Nothing is as beautiful as watching a good-looking race car gracefully navigating a challenging turn. To me, it’s poetry in motion. That’s one of the things that initially sold me on this sport decades ago. Consequently, there’s nothing more gangly looking than following an ugly race car.

Champ Car fans like to compare the 2018 car to their DP-01of a decade ago. I know this will be a sacrilege to them, but I don’t believe that to be the benchmark of beautiful race cars of what I consider the modern era (post-1980). In my book, it’s hard to beat either a 1991 Lola or Penske (PC-20). There may have been better, safer and faster cars; but few that could beat those two cars in looks. But even those cars had cowlings that were not as sleek as the 2018 car.

91 Lola


So as more information comes out about yesterday’s test, I’ll be curious to see what information about speeds, driving characteristics and the like might be released; and how the information compares to the old DW12.

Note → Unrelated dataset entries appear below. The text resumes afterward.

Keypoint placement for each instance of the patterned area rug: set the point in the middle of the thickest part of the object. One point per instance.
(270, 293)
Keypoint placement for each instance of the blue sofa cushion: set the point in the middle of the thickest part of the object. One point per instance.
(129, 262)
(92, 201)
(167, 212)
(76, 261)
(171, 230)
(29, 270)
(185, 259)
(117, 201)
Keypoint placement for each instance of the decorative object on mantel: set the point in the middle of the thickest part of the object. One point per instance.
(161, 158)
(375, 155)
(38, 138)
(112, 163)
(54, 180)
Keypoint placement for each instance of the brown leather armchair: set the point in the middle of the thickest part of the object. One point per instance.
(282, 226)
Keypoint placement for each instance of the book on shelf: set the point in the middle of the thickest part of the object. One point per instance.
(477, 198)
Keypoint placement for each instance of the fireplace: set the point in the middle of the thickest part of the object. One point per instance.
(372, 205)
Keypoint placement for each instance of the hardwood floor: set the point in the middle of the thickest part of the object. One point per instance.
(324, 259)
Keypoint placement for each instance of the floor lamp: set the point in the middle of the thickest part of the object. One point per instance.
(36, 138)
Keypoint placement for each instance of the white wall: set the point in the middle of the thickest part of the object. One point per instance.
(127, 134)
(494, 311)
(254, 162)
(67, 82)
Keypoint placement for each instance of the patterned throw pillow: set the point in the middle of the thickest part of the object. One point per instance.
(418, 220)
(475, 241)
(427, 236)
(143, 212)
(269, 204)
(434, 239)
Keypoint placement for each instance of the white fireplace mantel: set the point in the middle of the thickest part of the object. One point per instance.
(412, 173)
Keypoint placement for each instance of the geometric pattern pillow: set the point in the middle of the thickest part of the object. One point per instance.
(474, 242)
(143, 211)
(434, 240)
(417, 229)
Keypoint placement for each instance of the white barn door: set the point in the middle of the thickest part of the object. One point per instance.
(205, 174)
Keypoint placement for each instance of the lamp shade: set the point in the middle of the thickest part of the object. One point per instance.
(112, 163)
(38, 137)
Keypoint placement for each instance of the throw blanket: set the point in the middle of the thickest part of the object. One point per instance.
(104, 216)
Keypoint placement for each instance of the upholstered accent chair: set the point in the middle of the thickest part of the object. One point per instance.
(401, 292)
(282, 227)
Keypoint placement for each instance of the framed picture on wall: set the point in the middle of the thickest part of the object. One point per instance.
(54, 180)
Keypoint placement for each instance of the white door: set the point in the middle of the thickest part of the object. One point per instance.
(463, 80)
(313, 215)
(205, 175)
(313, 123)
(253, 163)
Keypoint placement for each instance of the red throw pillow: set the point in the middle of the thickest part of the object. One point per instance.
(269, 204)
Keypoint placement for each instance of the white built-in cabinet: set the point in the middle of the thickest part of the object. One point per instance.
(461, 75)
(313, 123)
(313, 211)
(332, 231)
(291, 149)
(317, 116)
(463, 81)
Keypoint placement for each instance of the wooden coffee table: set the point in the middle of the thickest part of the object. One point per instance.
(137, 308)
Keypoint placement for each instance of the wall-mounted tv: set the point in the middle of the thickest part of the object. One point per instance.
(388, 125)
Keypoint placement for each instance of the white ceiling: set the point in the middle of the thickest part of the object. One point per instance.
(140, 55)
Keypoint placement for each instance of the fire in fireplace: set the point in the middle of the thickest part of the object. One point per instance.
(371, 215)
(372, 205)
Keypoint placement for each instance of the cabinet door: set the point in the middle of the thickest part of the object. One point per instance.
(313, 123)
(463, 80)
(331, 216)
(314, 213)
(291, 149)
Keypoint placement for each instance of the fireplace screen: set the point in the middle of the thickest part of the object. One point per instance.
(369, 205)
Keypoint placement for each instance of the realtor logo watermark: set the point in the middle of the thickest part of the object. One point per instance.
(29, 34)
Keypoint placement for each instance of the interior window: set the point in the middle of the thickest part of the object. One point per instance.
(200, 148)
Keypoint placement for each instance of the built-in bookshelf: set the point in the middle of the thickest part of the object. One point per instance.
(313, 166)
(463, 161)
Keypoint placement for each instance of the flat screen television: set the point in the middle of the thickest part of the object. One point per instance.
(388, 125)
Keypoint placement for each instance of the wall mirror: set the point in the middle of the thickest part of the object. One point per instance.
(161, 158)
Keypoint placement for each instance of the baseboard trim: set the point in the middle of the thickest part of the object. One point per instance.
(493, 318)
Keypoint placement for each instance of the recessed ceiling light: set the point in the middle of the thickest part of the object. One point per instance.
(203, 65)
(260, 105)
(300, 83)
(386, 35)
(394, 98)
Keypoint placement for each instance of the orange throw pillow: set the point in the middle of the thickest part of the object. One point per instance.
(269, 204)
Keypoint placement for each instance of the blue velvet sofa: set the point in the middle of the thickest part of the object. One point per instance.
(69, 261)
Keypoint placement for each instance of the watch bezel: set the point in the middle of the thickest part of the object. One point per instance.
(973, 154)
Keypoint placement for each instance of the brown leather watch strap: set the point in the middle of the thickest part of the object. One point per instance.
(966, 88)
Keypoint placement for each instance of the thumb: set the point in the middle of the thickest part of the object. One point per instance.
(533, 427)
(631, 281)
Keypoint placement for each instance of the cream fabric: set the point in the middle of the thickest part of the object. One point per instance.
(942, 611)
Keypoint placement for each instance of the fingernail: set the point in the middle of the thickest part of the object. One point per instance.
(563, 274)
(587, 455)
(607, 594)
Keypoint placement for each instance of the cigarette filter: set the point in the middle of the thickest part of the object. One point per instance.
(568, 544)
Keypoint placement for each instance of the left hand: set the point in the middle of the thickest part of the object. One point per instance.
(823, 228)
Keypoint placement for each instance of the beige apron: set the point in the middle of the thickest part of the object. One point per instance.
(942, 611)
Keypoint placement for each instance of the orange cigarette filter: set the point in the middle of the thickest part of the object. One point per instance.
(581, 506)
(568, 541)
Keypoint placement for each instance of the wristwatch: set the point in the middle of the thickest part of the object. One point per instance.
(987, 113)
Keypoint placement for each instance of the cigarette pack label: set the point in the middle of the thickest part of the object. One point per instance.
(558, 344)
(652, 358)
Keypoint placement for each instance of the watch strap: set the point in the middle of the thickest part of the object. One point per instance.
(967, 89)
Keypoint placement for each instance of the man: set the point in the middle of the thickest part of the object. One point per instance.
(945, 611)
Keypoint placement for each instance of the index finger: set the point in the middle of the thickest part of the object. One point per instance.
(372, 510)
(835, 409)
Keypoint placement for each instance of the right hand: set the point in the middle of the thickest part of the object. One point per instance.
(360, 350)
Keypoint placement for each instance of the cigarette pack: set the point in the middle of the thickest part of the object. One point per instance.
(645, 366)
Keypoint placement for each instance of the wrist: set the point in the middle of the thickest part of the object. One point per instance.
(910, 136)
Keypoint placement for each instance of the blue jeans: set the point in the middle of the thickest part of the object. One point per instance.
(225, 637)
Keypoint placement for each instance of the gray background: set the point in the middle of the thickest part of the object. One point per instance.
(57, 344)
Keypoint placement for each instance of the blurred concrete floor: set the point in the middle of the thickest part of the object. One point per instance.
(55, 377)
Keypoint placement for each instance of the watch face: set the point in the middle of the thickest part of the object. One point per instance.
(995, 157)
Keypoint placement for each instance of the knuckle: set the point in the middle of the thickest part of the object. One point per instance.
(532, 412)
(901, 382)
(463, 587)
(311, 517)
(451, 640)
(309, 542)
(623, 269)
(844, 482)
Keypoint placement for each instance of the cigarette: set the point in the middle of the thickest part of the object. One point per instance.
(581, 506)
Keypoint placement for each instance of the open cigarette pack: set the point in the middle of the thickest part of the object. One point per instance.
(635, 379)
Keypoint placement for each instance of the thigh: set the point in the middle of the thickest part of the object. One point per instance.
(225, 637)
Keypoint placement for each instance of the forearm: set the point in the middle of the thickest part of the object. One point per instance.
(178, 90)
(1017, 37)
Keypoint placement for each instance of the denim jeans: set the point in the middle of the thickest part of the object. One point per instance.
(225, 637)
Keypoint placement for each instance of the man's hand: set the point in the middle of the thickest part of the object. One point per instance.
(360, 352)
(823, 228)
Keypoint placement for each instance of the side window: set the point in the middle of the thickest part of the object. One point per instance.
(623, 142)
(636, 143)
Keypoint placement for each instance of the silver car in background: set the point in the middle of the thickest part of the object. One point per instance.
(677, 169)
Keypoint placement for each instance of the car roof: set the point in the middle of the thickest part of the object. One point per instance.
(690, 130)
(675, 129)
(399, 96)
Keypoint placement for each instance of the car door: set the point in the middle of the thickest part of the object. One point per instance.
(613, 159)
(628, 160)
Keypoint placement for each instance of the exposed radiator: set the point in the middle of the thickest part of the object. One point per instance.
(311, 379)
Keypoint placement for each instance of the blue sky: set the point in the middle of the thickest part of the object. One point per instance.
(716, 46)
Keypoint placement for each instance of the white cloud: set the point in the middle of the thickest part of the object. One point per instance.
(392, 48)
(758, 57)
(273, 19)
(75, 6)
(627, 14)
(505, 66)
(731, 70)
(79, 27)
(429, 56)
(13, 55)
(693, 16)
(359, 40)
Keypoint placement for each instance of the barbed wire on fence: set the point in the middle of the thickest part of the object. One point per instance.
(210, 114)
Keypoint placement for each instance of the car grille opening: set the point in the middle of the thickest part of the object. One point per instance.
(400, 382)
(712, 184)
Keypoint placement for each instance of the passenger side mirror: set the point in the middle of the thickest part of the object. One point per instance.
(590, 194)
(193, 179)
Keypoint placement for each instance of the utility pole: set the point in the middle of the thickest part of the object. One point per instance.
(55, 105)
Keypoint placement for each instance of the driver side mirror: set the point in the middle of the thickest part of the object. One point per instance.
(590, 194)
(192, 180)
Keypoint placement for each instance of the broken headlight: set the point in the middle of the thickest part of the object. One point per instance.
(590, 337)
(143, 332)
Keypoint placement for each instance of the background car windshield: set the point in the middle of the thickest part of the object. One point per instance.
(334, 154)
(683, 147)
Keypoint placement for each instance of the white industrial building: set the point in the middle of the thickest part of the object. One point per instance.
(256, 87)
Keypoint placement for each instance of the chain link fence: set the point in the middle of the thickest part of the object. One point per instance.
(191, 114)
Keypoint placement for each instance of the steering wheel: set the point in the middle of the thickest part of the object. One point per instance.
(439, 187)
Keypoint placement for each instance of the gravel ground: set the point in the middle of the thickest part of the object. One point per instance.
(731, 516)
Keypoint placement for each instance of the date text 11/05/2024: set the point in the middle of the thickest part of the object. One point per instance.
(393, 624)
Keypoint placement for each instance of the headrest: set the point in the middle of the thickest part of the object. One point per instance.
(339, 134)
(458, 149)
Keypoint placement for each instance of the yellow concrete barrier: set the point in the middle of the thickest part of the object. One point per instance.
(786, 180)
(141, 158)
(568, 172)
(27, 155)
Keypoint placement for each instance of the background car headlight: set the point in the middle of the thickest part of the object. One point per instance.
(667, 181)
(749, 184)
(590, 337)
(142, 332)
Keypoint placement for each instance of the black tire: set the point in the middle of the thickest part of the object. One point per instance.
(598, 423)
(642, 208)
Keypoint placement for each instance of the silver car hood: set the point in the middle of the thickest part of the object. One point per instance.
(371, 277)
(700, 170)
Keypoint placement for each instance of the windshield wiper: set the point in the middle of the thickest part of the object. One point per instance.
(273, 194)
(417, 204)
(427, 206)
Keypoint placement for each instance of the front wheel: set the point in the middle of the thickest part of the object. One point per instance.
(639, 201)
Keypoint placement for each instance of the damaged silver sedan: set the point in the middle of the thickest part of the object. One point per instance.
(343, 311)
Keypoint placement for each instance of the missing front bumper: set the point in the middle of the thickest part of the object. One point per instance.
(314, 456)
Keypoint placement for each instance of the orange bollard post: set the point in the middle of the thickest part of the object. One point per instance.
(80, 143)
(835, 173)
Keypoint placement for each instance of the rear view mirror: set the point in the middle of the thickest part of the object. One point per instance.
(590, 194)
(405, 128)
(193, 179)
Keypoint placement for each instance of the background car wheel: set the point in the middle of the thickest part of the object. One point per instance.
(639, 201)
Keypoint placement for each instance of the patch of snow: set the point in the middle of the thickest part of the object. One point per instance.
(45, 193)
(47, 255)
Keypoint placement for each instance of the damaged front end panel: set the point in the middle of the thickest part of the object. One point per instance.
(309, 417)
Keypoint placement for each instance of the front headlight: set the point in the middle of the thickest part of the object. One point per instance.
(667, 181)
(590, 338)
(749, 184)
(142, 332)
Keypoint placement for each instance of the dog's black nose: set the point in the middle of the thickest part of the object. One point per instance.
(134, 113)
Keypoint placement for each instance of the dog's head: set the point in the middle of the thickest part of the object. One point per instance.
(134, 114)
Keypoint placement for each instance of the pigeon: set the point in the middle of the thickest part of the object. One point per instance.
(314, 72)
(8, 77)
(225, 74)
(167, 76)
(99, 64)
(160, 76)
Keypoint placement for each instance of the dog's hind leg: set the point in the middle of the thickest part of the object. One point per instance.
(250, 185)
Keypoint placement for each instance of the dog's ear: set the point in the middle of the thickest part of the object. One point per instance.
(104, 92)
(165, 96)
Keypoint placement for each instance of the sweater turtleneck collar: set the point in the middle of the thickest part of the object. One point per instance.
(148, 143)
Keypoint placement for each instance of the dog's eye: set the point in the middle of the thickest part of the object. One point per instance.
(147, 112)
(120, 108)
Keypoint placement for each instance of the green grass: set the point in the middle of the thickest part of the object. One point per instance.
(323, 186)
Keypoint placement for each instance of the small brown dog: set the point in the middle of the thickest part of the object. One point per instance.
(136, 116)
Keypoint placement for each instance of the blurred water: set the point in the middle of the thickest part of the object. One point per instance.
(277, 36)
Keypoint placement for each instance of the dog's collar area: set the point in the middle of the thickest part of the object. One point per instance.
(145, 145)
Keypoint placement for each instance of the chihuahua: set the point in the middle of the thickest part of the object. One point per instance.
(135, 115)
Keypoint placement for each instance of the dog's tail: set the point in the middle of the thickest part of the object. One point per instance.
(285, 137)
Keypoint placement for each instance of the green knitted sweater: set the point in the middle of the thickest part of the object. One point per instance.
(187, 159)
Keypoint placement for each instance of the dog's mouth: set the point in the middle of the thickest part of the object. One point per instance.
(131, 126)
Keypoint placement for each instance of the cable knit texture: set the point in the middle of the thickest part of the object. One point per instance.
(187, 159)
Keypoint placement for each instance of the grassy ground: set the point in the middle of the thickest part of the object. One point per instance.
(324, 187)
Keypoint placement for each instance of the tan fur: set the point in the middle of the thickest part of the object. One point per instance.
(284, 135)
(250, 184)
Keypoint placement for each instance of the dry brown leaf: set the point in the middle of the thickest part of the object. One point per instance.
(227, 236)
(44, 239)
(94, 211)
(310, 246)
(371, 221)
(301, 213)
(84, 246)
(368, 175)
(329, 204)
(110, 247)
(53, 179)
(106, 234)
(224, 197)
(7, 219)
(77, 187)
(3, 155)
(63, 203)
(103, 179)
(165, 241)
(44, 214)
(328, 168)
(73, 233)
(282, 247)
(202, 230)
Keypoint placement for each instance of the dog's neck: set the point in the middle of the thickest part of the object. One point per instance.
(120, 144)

Not since 1996 have I seen a car race in the Indianapolis 500 without an airbox. Next May and twenty-two years later, I’ll finally get my wish. It’s been a long time coming.

George Phillips

9 Responses to “The Sleek 2018 Car Finally Hits The Track”

  1. billytheskink Says:

    The sleek cowling is even lower than ones on the slippery-when-still 2000 Swift and 2001 Lola. The cowling, and the car in general, actually reminds me of the Swift 014.a Atlantic car. I say that as a positive thing, as I rather liked that car. And speaking of sleek cowlings, Swift’s 014.a follow-up, the 016.a, barely had a cowling.

    I’m still disappointed to lose aerokit completion, but I will certainly enjoy watching these cars race.

  2. I like the looks of it and really like the back “bumpers” being gone. The only thing I really don’t like from a visual standpoint is the back wing. It just looks too simple compared to the rest of the car. But if it does the job I can’t complain.

  3. Finally a beautiful car! I hope it races well and makes good racing! Haven’t been this happy since reunification!!!! All Hail Indy!!!!

  4. tonelok Says:

    I too liked the aero kit idea even though it made the car so ugly, although ,some of the early IRL cars could sure challenge the top spot and by far, the worst engine sound ever. I enjoyed the constant development and experimentation with the cars with the aero kits. Sometimes the cars would be asymmetrical as teams searched. The massive downforce on road courses and short ovals was impressive. We probably will not see cornering speeds like that again. However, they were absolutely heinous. But now, its so long Kardashians! This car looks really good. Jay Frey was quoted as saying that pictures don’t even do this car justice compared to in person. Can’t wait to see the road course kit.

  5. Like George mentioned, the car looks great, sort of a throwback to good old days. However what I want to see Indycar go back to is multiple chassis manufacturers and more Engine companies getting involved. Just saw an article that Ilmor is also talking to F1 about supplying engines and so is cosworth. How about Indycar use the same engine spec as F1, perhaps get one or two of the manufacturers to participate in Indy?

  6. Chris Lukens Says:

    Much, much better than what we have now.
    But the wheels are still inside the bodywork.

  7. Ron Ford Says:

    I really, really, really like it. Really! Not that my opinion matters much in the IndyCar world. Servia and Montoya both had very good things to say about the performance of the car and their opinions do matter. The old airbox never bothered me that much but I don’t miss it either. Glad to see the back bumper thingys gone also. I am so happy to experience Jay Frye making IndyCar great again. What a wonderful hire he has turned out to be. So yes, this is a proper looking race car. Sure, not a Novi or Blue Crown Special perhaps, but that old guy I see in my mirror each morning is no longer sleek or imposing either.